"Hello world from comms center in #Pyongyang."
That Twitter missive, sent Monday from Koryolink's main service centre in downtown Pyongyang using my iPhone, marked a milestone for North Korea: it was believed to be the first tweet sent from a mobile phone using the country's new 3G mobile data service.
Later, as we were driving through Pyongyang, I used my iPhone to snap a photo of a new roadside banner referring to North Korea's controversial 12 February nuclear test while the Associated Press's chief Asia photographer David Guttenfelder uploaded an image to Instagram of a tour guide at a mountain temple, geotagged to Pyongyang.
Pretty ordinary stuff in the world of social media, but revolutionary for North Korea, a country with intricate rules to stage manage the flow of images and information both inside and beyond its borders.

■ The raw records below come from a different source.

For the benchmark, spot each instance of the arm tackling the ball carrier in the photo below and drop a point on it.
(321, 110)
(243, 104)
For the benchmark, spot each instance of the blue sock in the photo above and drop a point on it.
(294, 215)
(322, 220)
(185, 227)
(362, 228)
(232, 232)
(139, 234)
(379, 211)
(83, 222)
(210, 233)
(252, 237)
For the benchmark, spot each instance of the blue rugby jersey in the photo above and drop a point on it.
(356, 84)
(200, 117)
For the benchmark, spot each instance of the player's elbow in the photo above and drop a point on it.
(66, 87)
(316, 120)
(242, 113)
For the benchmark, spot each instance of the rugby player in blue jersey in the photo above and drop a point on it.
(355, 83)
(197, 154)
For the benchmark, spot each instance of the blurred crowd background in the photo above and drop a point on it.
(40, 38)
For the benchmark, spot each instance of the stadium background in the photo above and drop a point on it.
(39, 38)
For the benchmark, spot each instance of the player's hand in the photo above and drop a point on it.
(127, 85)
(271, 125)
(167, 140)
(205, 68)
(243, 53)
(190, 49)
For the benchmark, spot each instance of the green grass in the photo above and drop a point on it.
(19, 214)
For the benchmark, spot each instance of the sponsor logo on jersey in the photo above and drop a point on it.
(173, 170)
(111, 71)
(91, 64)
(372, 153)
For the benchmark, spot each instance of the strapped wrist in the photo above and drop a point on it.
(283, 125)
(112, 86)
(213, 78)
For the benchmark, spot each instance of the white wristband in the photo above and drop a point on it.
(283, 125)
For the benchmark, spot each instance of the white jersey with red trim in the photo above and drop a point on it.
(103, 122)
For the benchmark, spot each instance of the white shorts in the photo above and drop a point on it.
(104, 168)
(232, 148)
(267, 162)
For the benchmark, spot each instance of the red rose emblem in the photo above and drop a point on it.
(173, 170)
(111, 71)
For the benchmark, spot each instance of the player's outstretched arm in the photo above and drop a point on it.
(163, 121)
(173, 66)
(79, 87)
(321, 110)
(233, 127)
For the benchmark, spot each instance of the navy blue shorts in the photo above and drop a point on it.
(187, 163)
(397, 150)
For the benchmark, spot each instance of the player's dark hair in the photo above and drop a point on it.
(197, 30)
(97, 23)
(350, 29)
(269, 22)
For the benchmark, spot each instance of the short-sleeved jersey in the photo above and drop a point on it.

In the past, rules were strict for tourists visiting North Korea. On a bus journey across the demilitarised zone into the border city of Kaesong in 2008, we were told: no mobile phones, no long camera lenses, no shooting photos without permission. The curtains were drawn to prevent us from looking outside as we drove through the countryside, and through the cracks we could see soldiers stationed along the road with red flags. We were warned they'd raise those flags and stop the bus for inspection if they spotted a camera pointed out the window. As we left North Korea, immigration officials went through our cameras, clicking through the photos to make sure we weren't taking home any images that were objectionable.